En Belgique, une proposition de loi émanant du cdH a été déposée en janvier 2019 à la Chambre. L’idée centrale est d’appliquer une taxe de 3% sur un certain nombre d’activités des entreprises du numérique sur le territoire national (notamment les placements publicitaires ou encore la vente des données des utilisateurs récoltées). Il ne s’agit donc pas de taxer les bénéfices de ces sociétés, mais bien le chiffre d’affaires. Les entreprises concernées seraient celles dont le chiffre d'affaire dépasse les 50 millions d'euros au niveau européen ou 750 millions d’euros au niveau mondial. Et la taxe devrait s'étendre aux revenus publicitaires, aux plateformes et à la revente de données personnelles. La Commission Finances de la Chambre a rejeté mardi cette proposition du cdH. Dans la majorité, l'Open Vld a voté contre, idem pour la N-VA, passée dans l'opposition. Le MR et le CD&V se sont abstenus. Pour la fédération du commerce Comeos, les députés ont choisi le camp des géants de l'internet : "Si ces entreprises ont pu enregistrer une croissance exponentielle, c'est parce que certaines de leurs activités numériques ne sont que peu, voire pas taxées à l'heure actuelle. Ainsi, ces entreprises ne paient que 9,5% d'impôts, contre plus de 23% pour les autres entreprises", a réagi par communiqué la fédération du commerce, qui appelle les parlementaires à "dépasser les clivages de la Commission des Finances et à voter cette proposition en séance plénière au sein de la Chambre".

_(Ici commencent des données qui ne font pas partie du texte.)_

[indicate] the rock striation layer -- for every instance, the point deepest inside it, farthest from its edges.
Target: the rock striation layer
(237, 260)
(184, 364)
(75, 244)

Quels sont les autres projets européens ?

En France, l'idée est d'imposer les entreprises à hauteur de 3% du chiffre d'affaires réalisé en France. Seules les sociétés réalisant plus de 25 millions d'euros de chiffre d'affaires en France et plus de 750 millions d'euros au niveau mondial sont concernées, ce qui exclut les entreprises françaises, à quelques exceptions près.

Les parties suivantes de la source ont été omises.